In just over 30 years, Denmark has gone from a net importer of energy to net exporter. Denmark had the political will to decide that it wanted to be a leader — and to follow through. Beginning in 1979, the government began a determined program of subsidies and loan guarantees to build up its nascent wind industry. The central government covered 30% of investment costs, and guaranteed loans for large turbine exporters such as Vestas, the world’s largest manufacturer of wind turbines. The Danish government also mandated that utilities purchase wind energy at a preferential rate. Energy taxes were channeled back into research and development.

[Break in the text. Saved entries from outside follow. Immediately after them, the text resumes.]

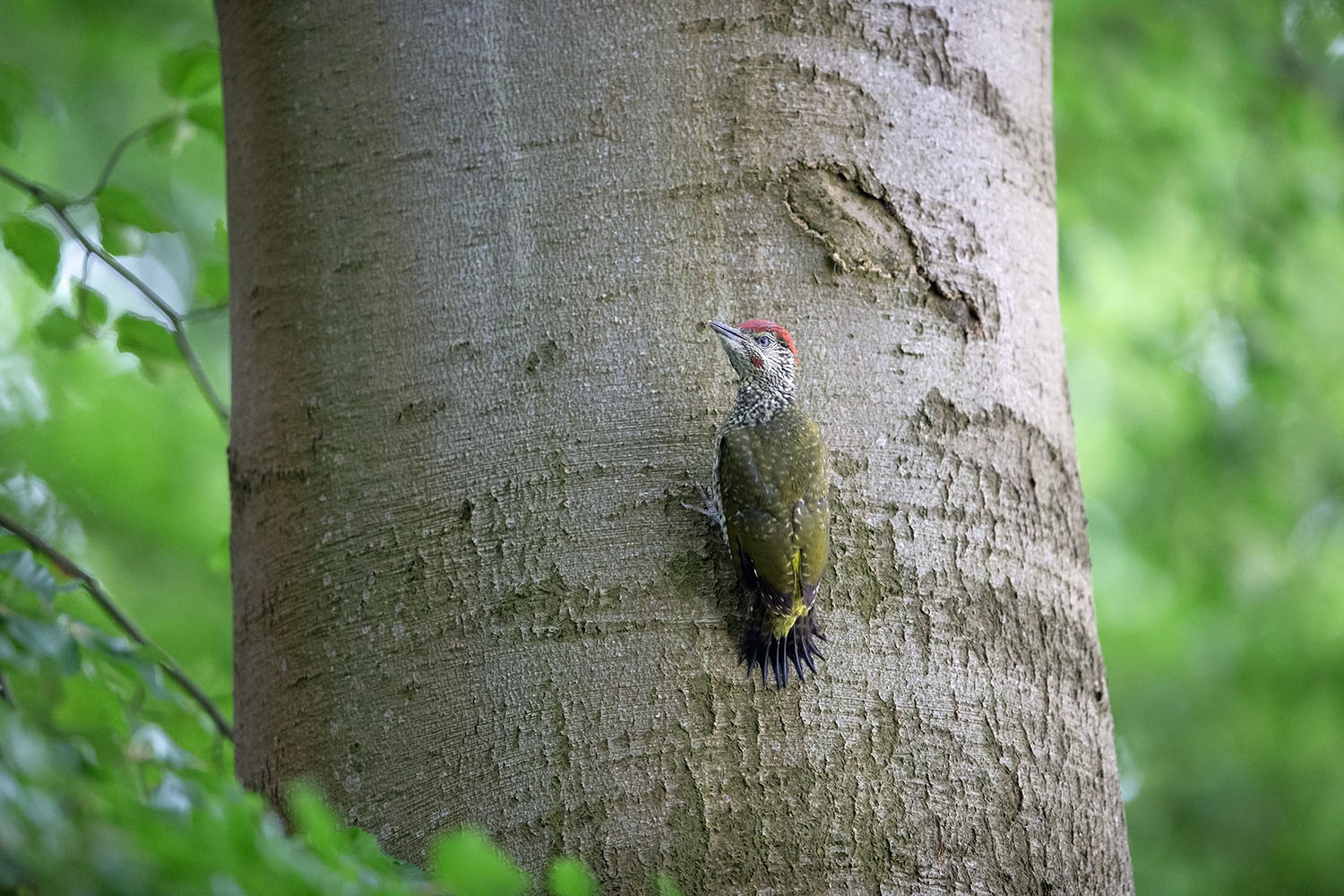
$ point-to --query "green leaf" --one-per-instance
(8, 128)
(124, 239)
(40, 638)
(117, 206)
(35, 576)
(37, 246)
(59, 330)
(169, 134)
(145, 339)
(190, 73)
(209, 116)
(470, 864)
(91, 306)
(570, 877)
(212, 280)
(16, 97)
(151, 743)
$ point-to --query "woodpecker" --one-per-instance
(771, 500)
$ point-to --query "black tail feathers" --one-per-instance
(797, 646)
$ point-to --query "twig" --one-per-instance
(116, 156)
(56, 206)
(73, 570)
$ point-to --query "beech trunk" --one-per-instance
(473, 252)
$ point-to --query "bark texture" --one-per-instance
(473, 252)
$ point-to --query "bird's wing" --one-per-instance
(776, 508)
(760, 540)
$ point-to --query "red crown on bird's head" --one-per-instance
(774, 330)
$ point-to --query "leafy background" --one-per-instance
(1201, 155)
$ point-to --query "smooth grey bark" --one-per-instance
(473, 249)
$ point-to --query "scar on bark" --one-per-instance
(871, 231)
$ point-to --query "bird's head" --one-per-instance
(761, 352)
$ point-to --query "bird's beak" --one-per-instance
(728, 333)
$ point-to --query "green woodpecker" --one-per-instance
(771, 500)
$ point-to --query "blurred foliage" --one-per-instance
(110, 780)
(1201, 155)
(1202, 260)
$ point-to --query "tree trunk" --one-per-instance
(473, 254)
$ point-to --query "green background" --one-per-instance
(1201, 151)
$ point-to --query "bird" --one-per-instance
(771, 500)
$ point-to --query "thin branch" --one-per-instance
(116, 156)
(73, 570)
(58, 206)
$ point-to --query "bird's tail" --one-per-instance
(774, 641)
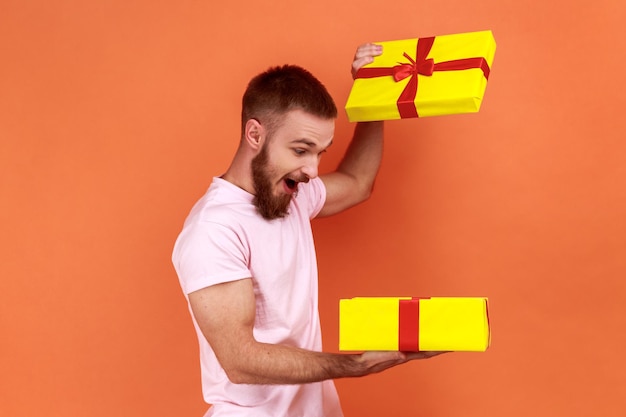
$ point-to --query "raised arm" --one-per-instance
(225, 314)
(353, 180)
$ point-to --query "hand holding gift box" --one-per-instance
(414, 324)
(423, 77)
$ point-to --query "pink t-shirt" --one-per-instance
(225, 239)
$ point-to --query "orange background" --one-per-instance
(115, 115)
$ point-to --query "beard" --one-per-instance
(267, 204)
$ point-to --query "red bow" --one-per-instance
(420, 66)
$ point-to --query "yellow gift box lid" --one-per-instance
(423, 77)
(414, 324)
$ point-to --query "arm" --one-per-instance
(225, 314)
(353, 180)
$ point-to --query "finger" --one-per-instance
(423, 355)
(358, 63)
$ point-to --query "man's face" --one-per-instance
(290, 155)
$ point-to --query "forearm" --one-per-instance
(261, 363)
(364, 154)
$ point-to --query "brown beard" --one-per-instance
(268, 205)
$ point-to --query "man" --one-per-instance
(246, 260)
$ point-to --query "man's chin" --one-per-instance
(273, 208)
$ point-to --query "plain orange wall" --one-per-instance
(115, 115)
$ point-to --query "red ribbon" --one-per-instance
(420, 66)
(408, 324)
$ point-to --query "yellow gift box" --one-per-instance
(414, 324)
(423, 77)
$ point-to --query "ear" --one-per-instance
(254, 134)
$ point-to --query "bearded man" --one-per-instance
(246, 258)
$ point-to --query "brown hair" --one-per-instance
(280, 89)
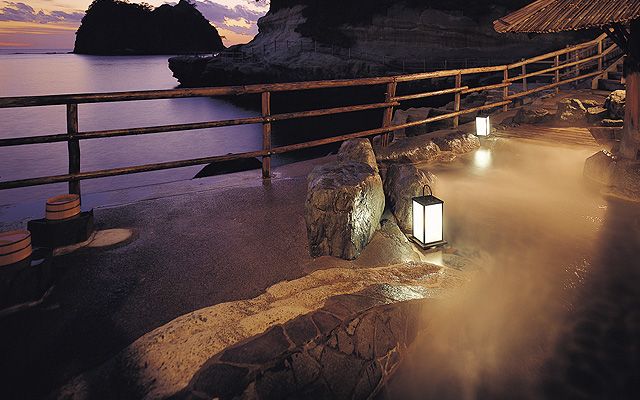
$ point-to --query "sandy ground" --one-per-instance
(192, 247)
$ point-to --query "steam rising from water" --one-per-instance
(534, 228)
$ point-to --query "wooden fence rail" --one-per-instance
(576, 60)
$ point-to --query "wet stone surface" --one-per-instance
(346, 350)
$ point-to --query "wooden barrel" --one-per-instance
(63, 207)
(15, 246)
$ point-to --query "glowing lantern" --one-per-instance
(428, 212)
(483, 126)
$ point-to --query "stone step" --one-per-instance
(610, 84)
(617, 75)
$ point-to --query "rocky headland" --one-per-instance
(308, 40)
(114, 27)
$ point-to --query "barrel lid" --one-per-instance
(12, 237)
(63, 199)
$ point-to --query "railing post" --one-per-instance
(600, 55)
(456, 101)
(524, 80)
(73, 146)
(556, 78)
(505, 90)
(266, 135)
(388, 112)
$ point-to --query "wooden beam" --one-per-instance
(266, 135)
(388, 112)
(630, 140)
(190, 126)
(73, 146)
(456, 99)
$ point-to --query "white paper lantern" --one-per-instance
(428, 227)
(483, 126)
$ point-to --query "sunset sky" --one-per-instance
(51, 24)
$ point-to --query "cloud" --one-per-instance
(237, 17)
(21, 12)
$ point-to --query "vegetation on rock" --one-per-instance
(113, 27)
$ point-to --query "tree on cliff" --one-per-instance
(112, 27)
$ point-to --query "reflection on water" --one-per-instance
(42, 74)
(554, 310)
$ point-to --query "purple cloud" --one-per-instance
(238, 19)
(25, 13)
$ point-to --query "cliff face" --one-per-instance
(311, 39)
(112, 27)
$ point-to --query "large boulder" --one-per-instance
(358, 150)
(625, 180)
(404, 181)
(571, 111)
(343, 208)
(458, 142)
(531, 115)
(614, 103)
(410, 150)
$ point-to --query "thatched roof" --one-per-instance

The aim of the first energy strategy, Danish Energy Policy 1976, was to secure Denmark against crises in supply such as the energy crisis of 1973-74 by tightening demand through increased taxation on fuel. The second oil shocks in 1979-80 led Denmark to revise its energy policy again with Energy 81 emphasised socio-economic and environmental considerations. After a period of building up large projects for facilities and markets for natural gas and heat and power generation, Denmark updated its policies, Energy 1990, setting a goal of 10 percent national energy production from wind power by the year 2000. The country’s latest energy plan, Energy 2000 introduced the goal of a sustainable development of the energy sector that is carbon neutral. Today, Denmark meets 19 percent of its energy needs from wind.
This is how state planning can work:
An investment subsidy introduced in 1979 covered 30% of investment costs in wind turbines, subject to approval by the National Energy Research Centre. The investment subsidy was not only a stimulus for the construction of wind turbines but also a stimulus for market forces to better develop a wind turbine industry. Wind turbines became an attractive investment, and manufacturers enjoyed a customer base of 200 to 300 wind turbines per year. By 1989 government support was no longer necessary to make private investment in wind turbines attractive, and the subsidy was abolished. Small- and medium-sized wind turbines quickly became reliable and cost-effective. Technological problems associated with large wind turbines were more complicated than expected, however, and large wind turbines (1,000 kW or more) are still not commercially viable due to technical problems. Subsidies were only used to stimulate the development of privately owned wind turbines. No direct financial support was given for wind power investments to the larger power generating companies, though support was provided indirectly for research and development. At present, privately owned wind turbines represent about 80% of the installed capacity.
The Danish government provided the initial subsidies to the industry and then as the sector grew, it pulled back support. Today, Denmark is the world leader in wind energy technology. It should be noted that the Danish economy has grown 78 percent while maintaing its energy use level and cutting their carbon emissions in half. That’s the sort of miracle we need to replicate.